Chromophobe cells without apparent pseudorosette patterns are specifically suggestive of Gn-omas. Focally, pseudorosette pattern is also observed. By IHC, about 40% of the tumors are positive for FSHβSU and αSU. LHβSU is less frequent. It has been claimed that different tumor cells are positive for αSU and βSU which account for the lack of specific function of FSH (Fig. 9c–d). Gn-omas with markedly increased mitochondria in the cytoplasm have been designated as oncocytomas.

Molecular findings

Most gonadotropinoma show FSHβSU and αSU. Frequently, the tumors are also positive for TSHβSU. The transcription factor steroidogenic factor-1 (SF-1) has been specific for gonadotropin production (Fig. 11f) (Asa et al. 1996). GATA-2 is an another transcription factor which synergizes with SF-1 to produce of TSH (Dasen et al. 1999).

Null cell adenomas

General findings

When the tumor cells are immuno-negative for any pituitary hormones, the tumors have been designated as “null cell adenomas”.

Specific findings

These types of adenomas includes chromophobic acidophilic or partly chromophobic, partly acidophilic with a diffuse pattern and elongated small cells forming psuedorosettes around the markedly dilated capillaries. Since some gonadotroph adenomas share the ultrastructural features of null cell adenomas, it is tempting to consider the latter as originating in a gonadotroph. The cells of null cell adenoma show a modest cytoplasm with poorly developed rough endoplasmic reticulum and Golgi apparatus, and rare round secretary granules, measuring up to 250 nm (Horvath and Kovacs 1984).

Plurihormonal adenomas

Silent subtype 3 adenoma

Silent subtype 3 adenomas are rare pituitary tumors that have immunoreactivities for more than one pituitary hormone. They are classified as unusual pulrihormonal adenomas in the World Health Organization (WHO) Classification of Endocrine Tumors (DeLellis et al. 2004). Silent subtype 3 adenomas are described by Horvath et al. (1980) for the first time from the ultrastructural characteristics.

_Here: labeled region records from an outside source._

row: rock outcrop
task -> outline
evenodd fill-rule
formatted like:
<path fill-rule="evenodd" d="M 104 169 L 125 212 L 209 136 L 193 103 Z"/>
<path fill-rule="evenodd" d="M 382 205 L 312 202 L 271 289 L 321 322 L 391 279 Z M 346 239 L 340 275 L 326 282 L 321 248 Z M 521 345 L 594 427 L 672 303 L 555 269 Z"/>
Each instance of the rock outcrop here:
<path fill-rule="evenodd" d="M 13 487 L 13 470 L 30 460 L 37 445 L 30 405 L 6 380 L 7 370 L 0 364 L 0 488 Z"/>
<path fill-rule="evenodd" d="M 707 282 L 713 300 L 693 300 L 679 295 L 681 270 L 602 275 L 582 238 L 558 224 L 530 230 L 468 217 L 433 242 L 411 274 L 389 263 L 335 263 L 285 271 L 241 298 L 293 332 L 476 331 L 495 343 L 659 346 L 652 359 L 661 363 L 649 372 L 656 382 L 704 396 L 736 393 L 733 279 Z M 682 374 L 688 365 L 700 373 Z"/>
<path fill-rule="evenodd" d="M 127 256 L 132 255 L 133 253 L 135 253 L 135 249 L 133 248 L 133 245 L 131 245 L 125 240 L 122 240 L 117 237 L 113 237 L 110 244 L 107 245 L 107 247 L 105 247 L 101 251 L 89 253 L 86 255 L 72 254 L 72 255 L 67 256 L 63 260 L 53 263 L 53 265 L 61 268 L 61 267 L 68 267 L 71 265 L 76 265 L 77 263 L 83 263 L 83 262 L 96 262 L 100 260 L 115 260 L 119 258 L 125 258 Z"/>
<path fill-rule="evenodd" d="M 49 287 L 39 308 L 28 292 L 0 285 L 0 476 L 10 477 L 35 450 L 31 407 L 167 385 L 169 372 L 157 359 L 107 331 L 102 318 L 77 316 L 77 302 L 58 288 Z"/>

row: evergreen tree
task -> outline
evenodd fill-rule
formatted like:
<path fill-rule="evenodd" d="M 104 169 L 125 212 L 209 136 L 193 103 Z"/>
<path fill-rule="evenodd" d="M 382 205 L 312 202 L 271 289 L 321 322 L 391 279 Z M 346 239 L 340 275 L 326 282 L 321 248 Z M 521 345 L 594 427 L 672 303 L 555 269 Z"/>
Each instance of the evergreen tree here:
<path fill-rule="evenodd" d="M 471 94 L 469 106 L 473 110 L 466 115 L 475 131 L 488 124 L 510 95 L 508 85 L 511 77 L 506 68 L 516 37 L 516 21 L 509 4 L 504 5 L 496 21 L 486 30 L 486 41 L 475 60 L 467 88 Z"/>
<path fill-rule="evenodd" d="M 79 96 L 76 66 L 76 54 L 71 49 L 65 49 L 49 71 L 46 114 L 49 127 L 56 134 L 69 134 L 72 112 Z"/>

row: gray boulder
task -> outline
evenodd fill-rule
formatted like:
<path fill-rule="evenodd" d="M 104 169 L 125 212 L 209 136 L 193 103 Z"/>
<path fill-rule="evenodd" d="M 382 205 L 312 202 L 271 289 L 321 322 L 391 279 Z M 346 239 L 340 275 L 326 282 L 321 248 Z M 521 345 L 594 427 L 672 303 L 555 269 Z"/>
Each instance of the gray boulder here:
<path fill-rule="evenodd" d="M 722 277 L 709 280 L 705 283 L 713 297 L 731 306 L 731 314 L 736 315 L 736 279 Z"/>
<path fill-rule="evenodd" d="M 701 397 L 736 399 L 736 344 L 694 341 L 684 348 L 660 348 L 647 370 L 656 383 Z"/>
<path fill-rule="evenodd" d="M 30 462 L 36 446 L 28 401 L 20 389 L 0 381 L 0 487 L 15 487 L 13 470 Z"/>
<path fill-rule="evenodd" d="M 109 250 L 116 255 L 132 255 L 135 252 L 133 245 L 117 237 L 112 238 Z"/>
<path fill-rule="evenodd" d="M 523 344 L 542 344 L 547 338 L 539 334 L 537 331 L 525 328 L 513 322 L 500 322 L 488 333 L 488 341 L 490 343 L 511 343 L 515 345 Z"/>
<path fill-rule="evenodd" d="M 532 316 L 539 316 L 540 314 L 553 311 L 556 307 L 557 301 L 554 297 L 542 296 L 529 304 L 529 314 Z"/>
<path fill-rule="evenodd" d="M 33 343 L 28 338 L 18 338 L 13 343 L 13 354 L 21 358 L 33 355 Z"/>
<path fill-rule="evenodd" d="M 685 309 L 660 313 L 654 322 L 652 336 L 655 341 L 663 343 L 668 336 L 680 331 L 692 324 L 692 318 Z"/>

Although they have much variation in terms of histology and IHC, the ultrastructures have been characteristic and diagnostic.

Clinical features

At the time of diagnosis, these tumors are usually macroadenomas. They are usually associated with hyperprolactinemia and often clinically mistaken for prolactinomas and treated especially in women. They sometimes display aggressive behavior with suprasellar or parasellar extension and also have a high recurrence rate. Complete surgical removal is sometimes difficult and the radiotherapy is done in postoperative management (Horvath et al. 1988).

Pathology

The adenoma cells are middle-sized or large, and polar. The euchromatic nuclei contain large prominent nucleolus and often a few fragments of nuclear inclusions (Spheridia) whose function is unknown. Nuclear spheria are not specific for subtype 3 adenoma, but abundant spheria are characteristic of the tumors (Horvath et al. 1988). The ample cytoplasm contains extensively distributed rough-surfaced endoplasmic reticulum, randomly distributed smooth-surfaced endoplasmic reticulum and large tortuous Golgi complex. The secretory granules of about 100–200 nm are numerous and tend to accumulate heavily in cell processes, which is a typical feature of glycoprotein hormone cell differentiation (Horvath et al. 2005). Immunohistochemically, the tumor cells are immunoreactive for mainly GH, PRL and TSH. However, they also have other varied combination of hormones and their cytogenesis remains unresolved.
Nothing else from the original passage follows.